Arguments can be set optional. The intrinsic function present can be used to check if a specific parameter is set.

An example is given below.

real function tester(a)
  real, intent(in), optional :: a
  if (present(a)) then
    tester = a
  else
    tester = 0.0
  end if
end function 

program main
  interface
    real function tester(a)
      real, intent(in), optional :: a
    end function 
  end interface

  print *, "[no args] tester()   :", tester()       ! yields: 0.0
  print *, "[   args] tester(1.0):", tester(1.0)    ! yields: 1.0
end program

Interface block

If a procedure has another procedure as dummy argument then one has to specify its type, just as the type of other parameters. An interface block is used for this case. It consists of the procedure statement with the definitions of its arguments.

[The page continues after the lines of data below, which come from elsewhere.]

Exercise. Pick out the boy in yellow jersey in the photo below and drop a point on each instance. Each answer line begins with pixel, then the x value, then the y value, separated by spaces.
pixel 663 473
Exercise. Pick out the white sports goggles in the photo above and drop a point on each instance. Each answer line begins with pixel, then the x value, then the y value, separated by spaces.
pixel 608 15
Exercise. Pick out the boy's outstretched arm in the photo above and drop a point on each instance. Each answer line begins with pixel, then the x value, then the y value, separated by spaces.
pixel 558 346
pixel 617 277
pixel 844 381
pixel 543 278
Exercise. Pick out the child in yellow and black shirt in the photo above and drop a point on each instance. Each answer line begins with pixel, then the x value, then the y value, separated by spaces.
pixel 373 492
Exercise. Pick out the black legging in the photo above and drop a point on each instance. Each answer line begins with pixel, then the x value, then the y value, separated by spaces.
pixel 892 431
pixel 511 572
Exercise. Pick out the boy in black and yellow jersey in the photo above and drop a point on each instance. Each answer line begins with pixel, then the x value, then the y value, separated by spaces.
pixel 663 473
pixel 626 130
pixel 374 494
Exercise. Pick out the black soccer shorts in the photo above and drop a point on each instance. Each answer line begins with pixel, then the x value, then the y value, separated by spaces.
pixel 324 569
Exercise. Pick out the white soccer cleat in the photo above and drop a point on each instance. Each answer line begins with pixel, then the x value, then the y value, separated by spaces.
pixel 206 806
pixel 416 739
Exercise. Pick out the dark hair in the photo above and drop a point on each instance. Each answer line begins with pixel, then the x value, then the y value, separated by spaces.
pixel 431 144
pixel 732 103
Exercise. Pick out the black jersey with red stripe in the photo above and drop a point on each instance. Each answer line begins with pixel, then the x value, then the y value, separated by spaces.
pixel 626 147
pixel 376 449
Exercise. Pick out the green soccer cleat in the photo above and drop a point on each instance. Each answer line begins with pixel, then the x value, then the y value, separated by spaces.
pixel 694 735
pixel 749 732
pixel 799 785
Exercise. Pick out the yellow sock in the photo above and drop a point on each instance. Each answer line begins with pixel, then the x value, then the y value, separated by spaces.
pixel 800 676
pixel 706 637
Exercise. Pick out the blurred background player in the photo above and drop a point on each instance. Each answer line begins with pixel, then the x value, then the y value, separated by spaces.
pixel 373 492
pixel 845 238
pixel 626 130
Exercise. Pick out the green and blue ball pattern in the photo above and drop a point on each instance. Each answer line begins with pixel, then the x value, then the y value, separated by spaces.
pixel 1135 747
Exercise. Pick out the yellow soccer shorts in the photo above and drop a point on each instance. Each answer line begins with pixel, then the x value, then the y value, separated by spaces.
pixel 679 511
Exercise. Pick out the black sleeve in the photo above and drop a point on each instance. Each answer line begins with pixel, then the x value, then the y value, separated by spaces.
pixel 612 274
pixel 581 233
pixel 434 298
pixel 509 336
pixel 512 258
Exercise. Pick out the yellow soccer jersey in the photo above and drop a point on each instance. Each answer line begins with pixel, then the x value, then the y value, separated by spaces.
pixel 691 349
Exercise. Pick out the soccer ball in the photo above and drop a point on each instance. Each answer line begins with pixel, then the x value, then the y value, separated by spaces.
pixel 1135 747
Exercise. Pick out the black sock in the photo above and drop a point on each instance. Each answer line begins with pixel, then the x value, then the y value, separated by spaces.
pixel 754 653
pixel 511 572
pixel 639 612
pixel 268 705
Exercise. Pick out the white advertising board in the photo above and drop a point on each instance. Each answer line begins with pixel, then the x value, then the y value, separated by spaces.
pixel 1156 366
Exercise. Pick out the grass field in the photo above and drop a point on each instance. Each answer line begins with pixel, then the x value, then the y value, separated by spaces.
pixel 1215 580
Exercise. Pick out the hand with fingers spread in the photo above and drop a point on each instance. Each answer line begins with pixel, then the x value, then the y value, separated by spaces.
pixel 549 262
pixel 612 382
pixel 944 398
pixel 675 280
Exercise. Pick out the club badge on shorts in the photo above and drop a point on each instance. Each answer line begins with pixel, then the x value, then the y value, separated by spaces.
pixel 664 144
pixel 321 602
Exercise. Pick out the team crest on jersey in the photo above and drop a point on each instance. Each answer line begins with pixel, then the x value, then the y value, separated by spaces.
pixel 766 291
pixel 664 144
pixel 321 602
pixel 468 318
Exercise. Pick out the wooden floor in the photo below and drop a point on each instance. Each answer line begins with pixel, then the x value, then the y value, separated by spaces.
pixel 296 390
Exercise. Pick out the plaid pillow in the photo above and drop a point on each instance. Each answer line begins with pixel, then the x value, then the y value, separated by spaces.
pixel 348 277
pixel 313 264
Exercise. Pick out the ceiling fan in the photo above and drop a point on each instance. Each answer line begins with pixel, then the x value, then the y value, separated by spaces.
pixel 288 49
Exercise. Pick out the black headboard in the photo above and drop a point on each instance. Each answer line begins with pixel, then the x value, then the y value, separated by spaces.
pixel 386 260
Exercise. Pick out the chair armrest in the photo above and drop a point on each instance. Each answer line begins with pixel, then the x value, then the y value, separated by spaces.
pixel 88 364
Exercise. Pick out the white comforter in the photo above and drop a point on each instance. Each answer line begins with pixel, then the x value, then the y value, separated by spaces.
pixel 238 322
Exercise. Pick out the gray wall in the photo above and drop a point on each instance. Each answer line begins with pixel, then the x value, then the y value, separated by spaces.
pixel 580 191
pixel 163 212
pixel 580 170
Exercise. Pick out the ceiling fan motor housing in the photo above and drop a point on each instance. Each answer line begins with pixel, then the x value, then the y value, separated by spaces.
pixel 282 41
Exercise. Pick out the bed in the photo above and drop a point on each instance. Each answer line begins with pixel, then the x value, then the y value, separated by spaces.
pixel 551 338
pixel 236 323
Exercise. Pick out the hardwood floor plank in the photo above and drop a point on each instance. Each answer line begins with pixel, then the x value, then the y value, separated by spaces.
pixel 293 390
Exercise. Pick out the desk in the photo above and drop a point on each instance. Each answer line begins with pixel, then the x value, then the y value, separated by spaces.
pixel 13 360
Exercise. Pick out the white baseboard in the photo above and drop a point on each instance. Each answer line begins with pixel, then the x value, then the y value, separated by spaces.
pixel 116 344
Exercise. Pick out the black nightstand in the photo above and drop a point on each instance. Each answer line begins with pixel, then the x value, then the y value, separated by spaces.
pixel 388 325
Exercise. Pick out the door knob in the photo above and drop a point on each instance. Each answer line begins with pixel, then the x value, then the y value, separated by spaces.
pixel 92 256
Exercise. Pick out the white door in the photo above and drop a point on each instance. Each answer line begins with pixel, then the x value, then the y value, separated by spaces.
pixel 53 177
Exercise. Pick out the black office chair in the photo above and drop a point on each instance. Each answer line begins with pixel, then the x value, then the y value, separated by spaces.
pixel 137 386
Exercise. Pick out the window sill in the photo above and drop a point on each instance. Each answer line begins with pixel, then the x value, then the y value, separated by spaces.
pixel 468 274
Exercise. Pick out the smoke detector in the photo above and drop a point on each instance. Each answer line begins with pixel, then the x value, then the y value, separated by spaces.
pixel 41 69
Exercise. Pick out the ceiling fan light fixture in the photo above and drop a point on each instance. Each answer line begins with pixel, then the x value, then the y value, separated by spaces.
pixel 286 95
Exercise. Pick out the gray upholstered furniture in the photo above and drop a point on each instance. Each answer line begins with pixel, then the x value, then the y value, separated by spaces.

Note, that each interface block has its own scope. Thus, if one needs to access outside values one needs to explicitly load them. This can be achieved by the import , or use statements.

An example is given below.

function tester(a)
  real, intent(in) :: a
  real :: tester
  tester = 2*a+3
end function tester

program main
  interface
    function tester(a)
      real, intent(in) :: a
      real :: tester
    end function tester
  end interface

  print *, "tester(1.0):", tester(1.0)    ! yields: 5.0
end program main

Save attribute

The value of a variable can be saved in-between procedure calls by explicitly giving the save attribute.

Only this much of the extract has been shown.